Un nouveau système qui laisse place à l’amélioration

La fibromyalgie est une maladie qui demeure relativement mystérieuse d’un point de vue scientifique. Bien que les patients qui en souffrent ne présentent pas de lésions apparentes, ils ressentent au quotidien des douleurs chroniques très handicapantes. Il est estimé que dans les pays industrialisés, de 2% à 6% de la population est touchée par cette condition médicale.

C’est d’ailleurs le cas de Carly Barton, une Britannique atteinte de fibromyalgie depuis plus d’une dizaine d’années. Pendant longtemps, elle fut traitée aux opioïdes. Les effets secondaires de ces médicaments la poussèrent à se tourner vers les alternatives naturelles, dont le cannabis. Bien qu’il était illégal de s’en procurer à des fins médicales jusqu’à très récemment, cette plante lui permettait de contrôler les douleurs quotidiennes.

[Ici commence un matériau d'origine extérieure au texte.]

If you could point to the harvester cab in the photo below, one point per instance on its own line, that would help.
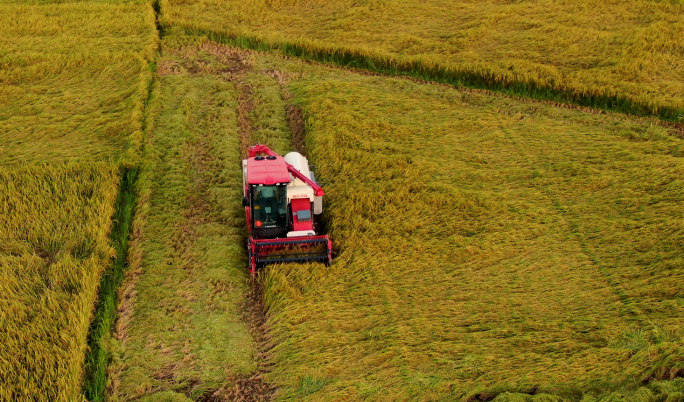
(283, 205)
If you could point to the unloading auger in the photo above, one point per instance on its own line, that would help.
(283, 204)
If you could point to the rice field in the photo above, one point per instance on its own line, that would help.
(181, 333)
(616, 55)
(74, 80)
(54, 245)
(485, 248)
(74, 83)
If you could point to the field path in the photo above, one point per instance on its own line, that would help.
(186, 336)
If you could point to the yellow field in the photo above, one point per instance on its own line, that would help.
(54, 245)
(74, 78)
(485, 247)
(622, 55)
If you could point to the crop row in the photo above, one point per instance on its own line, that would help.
(54, 246)
(620, 56)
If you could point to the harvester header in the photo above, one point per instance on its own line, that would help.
(283, 205)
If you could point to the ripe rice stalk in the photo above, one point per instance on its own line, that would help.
(484, 247)
(54, 246)
(544, 49)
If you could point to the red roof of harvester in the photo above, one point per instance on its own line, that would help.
(267, 171)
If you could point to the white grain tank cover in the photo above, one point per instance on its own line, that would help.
(299, 189)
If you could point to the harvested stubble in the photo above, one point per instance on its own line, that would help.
(485, 246)
(54, 246)
(74, 78)
(58, 107)
(181, 331)
(626, 56)
(77, 27)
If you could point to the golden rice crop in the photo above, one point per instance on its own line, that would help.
(74, 78)
(78, 27)
(626, 56)
(485, 246)
(54, 246)
(55, 107)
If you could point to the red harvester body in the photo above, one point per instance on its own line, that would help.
(283, 204)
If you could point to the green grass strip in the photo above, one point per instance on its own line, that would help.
(350, 58)
(98, 356)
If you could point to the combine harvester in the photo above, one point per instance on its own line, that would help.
(283, 204)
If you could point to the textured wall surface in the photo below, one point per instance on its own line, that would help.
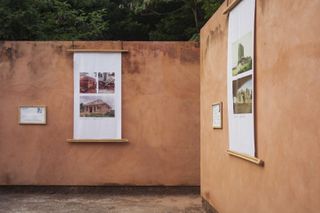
(160, 112)
(287, 113)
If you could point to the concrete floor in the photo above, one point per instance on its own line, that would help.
(93, 203)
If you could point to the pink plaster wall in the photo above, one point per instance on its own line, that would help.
(160, 112)
(287, 113)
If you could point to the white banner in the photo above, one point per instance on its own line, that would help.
(97, 96)
(241, 78)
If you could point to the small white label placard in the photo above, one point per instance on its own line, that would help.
(217, 116)
(32, 115)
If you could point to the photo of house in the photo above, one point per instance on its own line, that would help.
(96, 106)
(106, 82)
(88, 83)
(242, 52)
(242, 95)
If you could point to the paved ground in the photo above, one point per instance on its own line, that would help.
(94, 203)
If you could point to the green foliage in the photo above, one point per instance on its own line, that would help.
(104, 19)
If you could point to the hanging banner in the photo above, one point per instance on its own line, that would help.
(97, 96)
(241, 78)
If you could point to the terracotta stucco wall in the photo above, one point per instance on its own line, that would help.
(160, 109)
(287, 113)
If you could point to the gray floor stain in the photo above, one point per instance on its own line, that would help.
(97, 203)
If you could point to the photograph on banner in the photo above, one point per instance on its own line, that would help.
(88, 82)
(106, 81)
(242, 52)
(97, 106)
(242, 95)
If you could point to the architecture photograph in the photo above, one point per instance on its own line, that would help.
(157, 106)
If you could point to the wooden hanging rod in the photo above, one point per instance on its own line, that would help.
(98, 50)
(246, 157)
(231, 6)
(122, 140)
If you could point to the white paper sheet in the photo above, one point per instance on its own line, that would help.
(97, 106)
(241, 78)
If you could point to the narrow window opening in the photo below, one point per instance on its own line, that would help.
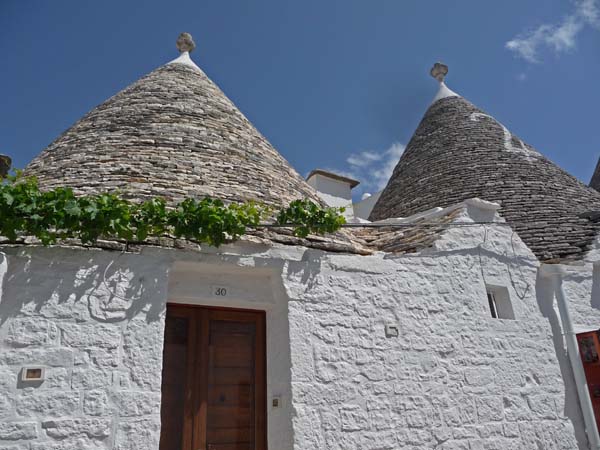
(499, 303)
(492, 302)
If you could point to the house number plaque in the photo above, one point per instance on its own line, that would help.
(219, 291)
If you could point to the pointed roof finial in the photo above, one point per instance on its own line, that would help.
(185, 43)
(439, 71)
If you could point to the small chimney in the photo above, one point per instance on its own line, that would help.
(595, 182)
(335, 190)
(5, 163)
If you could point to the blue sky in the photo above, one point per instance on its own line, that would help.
(337, 84)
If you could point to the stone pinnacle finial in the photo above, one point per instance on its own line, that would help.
(5, 163)
(439, 71)
(185, 43)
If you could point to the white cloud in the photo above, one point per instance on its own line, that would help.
(559, 38)
(372, 168)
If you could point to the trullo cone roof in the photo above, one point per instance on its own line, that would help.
(173, 134)
(460, 152)
(595, 181)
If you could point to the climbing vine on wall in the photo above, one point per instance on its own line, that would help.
(58, 214)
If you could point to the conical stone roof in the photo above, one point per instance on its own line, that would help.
(595, 181)
(460, 152)
(173, 134)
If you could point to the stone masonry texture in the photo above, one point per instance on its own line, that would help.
(595, 181)
(454, 378)
(459, 152)
(172, 134)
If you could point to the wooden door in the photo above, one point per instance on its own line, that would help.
(213, 385)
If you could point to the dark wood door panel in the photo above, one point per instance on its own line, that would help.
(231, 395)
(215, 367)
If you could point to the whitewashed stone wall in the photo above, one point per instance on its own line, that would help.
(94, 320)
(454, 378)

Désormais, Carly est la première patiente de Grande-Bretagne à bénéficier d’une prescription de cannabis médical. Cependant, la principale intéressée critique le système actuel. Elle estime que les médecins britanniques ne sont pas suffisamment informés à propos du cannabis. Les usages de cette plante ne sont effectivement pas mentionnés dans les cours préparatoires des professionnels de la santé. Pour le moment, il est très difficile de trouver un médecin favorable à cette substance qui est prêt à renouveler des prescriptions à long terme.

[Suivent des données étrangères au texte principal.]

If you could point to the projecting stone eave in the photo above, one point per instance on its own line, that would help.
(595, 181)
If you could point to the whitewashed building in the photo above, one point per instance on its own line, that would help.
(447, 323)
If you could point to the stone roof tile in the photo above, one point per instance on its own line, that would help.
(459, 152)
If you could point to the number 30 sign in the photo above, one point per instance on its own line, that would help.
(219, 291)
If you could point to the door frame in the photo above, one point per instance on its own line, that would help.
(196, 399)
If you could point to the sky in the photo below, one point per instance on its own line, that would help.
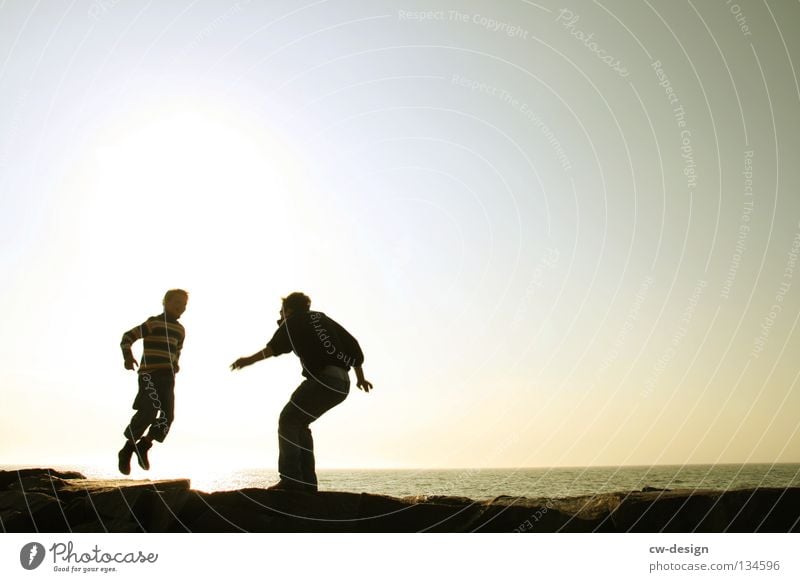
(563, 234)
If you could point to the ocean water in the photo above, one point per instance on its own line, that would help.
(488, 483)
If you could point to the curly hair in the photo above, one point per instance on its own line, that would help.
(297, 301)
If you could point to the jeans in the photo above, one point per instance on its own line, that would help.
(315, 396)
(155, 406)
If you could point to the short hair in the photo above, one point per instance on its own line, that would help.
(172, 293)
(297, 301)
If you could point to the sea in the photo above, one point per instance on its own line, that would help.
(557, 482)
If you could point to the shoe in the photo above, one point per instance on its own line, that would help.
(141, 453)
(124, 457)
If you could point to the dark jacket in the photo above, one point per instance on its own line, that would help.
(318, 341)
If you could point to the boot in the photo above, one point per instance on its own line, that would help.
(124, 457)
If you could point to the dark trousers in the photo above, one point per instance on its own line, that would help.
(314, 397)
(155, 406)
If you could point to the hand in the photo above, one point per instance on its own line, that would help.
(241, 363)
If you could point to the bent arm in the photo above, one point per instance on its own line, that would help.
(125, 344)
(250, 360)
(362, 382)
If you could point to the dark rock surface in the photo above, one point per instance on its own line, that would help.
(45, 500)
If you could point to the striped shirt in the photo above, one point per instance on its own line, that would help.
(163, 341)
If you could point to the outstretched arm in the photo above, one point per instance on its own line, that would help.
(362, 382)
(249, 360)
(128, 338)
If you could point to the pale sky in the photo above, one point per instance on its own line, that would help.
(564, 234)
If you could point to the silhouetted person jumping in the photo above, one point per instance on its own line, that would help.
(155, 401)
(326, 351)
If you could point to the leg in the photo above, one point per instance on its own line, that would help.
(291, 423)
(162, 397)
(312, 398)
(164, 406)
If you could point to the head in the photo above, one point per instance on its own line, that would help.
(175, 302)
(295, 303)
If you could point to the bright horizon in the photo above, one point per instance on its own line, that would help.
(548, 260)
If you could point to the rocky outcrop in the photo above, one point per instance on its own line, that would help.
(45, 500)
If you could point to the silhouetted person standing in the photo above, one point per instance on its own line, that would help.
(326, 351)
(155, 400)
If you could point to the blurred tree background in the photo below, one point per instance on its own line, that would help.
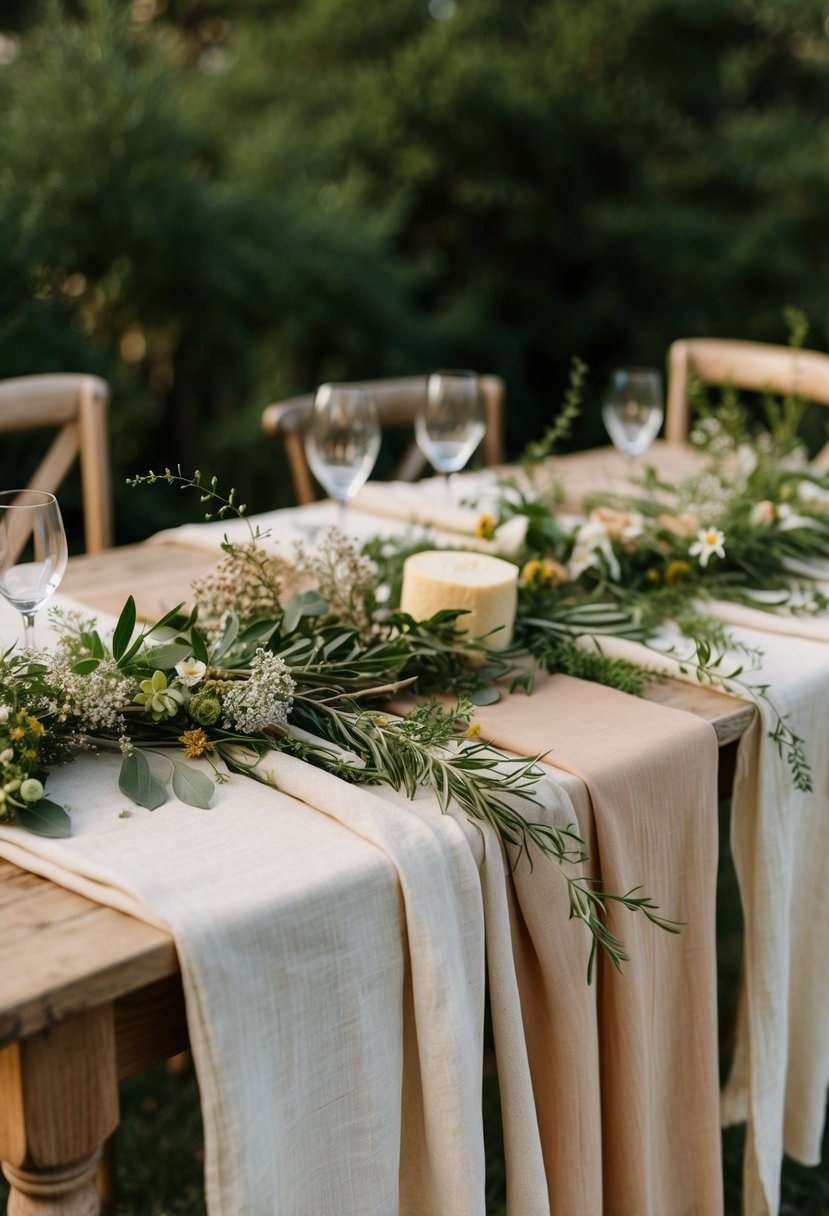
(218, 203)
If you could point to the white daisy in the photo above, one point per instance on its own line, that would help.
(709, 541)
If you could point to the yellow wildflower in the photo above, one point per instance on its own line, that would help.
(543, 572)
(485, 527)
(677, 573)
(196, 743)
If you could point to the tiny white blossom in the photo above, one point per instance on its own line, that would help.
(190, 671)
(763, 513)
(592, 542)
(709, 541)
(264, 699)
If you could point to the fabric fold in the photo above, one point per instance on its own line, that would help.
(649, 816)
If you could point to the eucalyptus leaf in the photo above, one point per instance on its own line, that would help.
(168, 654)
(292, 614)
(123, 632)
(486, 696)
(45, 818)
(227, 637)
(137, 782)
(84, 666)
(191, 786)
(199, 646)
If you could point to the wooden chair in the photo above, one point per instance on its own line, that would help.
(396, 405)
(748, 365)
(77, 406)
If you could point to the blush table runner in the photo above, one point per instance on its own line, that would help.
(779, 839)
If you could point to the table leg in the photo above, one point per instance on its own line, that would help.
(58, 1102)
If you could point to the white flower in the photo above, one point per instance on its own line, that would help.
(190, 671)
(591, 545)
(264, 699)
(709, 541)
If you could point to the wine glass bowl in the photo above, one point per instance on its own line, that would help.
(633, 409)
(33, 552)
(450, 422)
(343, 439)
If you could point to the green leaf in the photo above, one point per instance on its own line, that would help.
(120, 639)
(84, 666)
(485, 696)
(137, 782)
(191, 786)
(227, 637)
(168, 654)
(292, 614)
(45, 818)
(199, 646)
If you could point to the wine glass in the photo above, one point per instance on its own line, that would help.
(633, 410)
(33, 552)
(450, 422)
(343, 440)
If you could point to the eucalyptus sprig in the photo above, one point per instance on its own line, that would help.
(430, 747)
(562, 426)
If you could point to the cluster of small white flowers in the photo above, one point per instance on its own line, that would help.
(343, 576)
(264, 699)
(91, 701)
(248, 581)
(592, 547)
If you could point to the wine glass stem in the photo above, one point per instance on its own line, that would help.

Des changements législatifs causés par la pression populaire

C’est suite à des cas très médiatisés d’enfants épileptiques que le gouvernement britannique a procédé à ce changement légal. Plusieurs jeunes ont besoin de cannabis médical pour contrôler leurs crises de tremblements. Nous pouvons entre autres penser au cas de Billy Caldwell. Lorsque sa mère s’est vue confisquer de l’huile de CBD qu’elle s’était procurée au Canada afin de traiter l’épilepsie de son fils, son histoire fut médiatisé partout dans le monde. Le cas d’Alfie Dingley est similaire. Les parents de ce dernier ont obtenu une licence spéciale pour traiter les crises de leur fils, après une longue campagne médiatique menée en faveur des dérivés thérapeutiques du cannabis.